0
votes

In our application, we currently expose a UI where a user can select some basic settings (model type, input features, hyperparameters) to specify a forecast model. Every time a user specifies such a model, the backend python application looks at these settings, pulls training data from relevant db, trains the relevant model and stores the model file which is then used at prediction time. The model is then re-trained according to a fixed frequency. We are looking to replace this entire flow with GCP, but I am not sure of the right approach on this. My initial thought is to write the entire backend application as a single VertexAI pipeline, where any time the user specifies a model, the pipeline is run and creates and deploys a model (custom or AutoML) which is then used at prediction time. What I am not sure is whether I can do the following:

  1. Since there is one pipeline which runs every time a user specifies a model, the pipeline will need to be parametrized.
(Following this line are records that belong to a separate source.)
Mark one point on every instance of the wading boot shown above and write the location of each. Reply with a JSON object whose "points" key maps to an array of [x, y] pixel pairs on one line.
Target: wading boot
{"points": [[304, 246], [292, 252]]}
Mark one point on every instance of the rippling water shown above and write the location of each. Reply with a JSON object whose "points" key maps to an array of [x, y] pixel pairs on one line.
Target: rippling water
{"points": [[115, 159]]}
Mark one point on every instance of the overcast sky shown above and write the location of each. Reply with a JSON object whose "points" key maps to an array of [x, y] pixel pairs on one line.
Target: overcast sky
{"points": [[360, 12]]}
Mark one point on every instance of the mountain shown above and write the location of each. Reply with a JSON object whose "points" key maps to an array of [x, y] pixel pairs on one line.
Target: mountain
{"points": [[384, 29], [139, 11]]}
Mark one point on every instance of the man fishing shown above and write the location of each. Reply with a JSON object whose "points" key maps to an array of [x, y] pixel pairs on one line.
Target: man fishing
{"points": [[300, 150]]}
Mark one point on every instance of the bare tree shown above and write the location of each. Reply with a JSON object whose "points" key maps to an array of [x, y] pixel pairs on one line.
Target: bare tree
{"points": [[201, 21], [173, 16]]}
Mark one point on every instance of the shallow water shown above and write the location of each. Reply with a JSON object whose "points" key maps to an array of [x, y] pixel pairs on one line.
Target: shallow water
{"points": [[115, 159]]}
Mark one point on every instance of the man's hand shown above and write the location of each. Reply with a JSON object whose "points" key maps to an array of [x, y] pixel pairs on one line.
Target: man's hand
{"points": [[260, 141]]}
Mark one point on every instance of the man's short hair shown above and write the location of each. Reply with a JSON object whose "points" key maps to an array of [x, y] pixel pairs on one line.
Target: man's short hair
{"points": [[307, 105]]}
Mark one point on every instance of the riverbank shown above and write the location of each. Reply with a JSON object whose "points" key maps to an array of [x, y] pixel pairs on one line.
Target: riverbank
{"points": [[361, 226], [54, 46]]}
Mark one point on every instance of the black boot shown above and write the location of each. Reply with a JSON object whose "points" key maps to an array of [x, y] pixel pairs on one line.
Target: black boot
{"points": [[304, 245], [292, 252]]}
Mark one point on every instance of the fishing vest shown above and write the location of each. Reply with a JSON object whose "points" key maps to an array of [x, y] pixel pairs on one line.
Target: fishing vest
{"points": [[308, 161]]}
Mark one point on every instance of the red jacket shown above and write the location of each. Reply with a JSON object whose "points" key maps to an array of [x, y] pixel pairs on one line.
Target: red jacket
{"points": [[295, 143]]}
Say, user specifies a model for metric A, the pipeline creates and deploys model1, then for metric B, the pipeline deploys model2 and so on. So the pipeline will need to be parametrized.
  2. Can we actually pull data from different sources (other than BigQuery, Cloud Storage) in the pipeline?
  3. How could I schedule the pipeline runs for each model separately, i.e., say model A needs to be trained biweekly, model B needs to be trained weekly etc. Since there is just 1 pipeline and many deployed models, I am not even sure how to set the scheduling for the pipeline.

I am relatively new to GCP Vertex AI and exploring things so I am not sure I am on the right path. Does a single pipeline for this use case even make sense, or should I be considering writing a custom python application which then creates a new pipeline every single time a model is requested?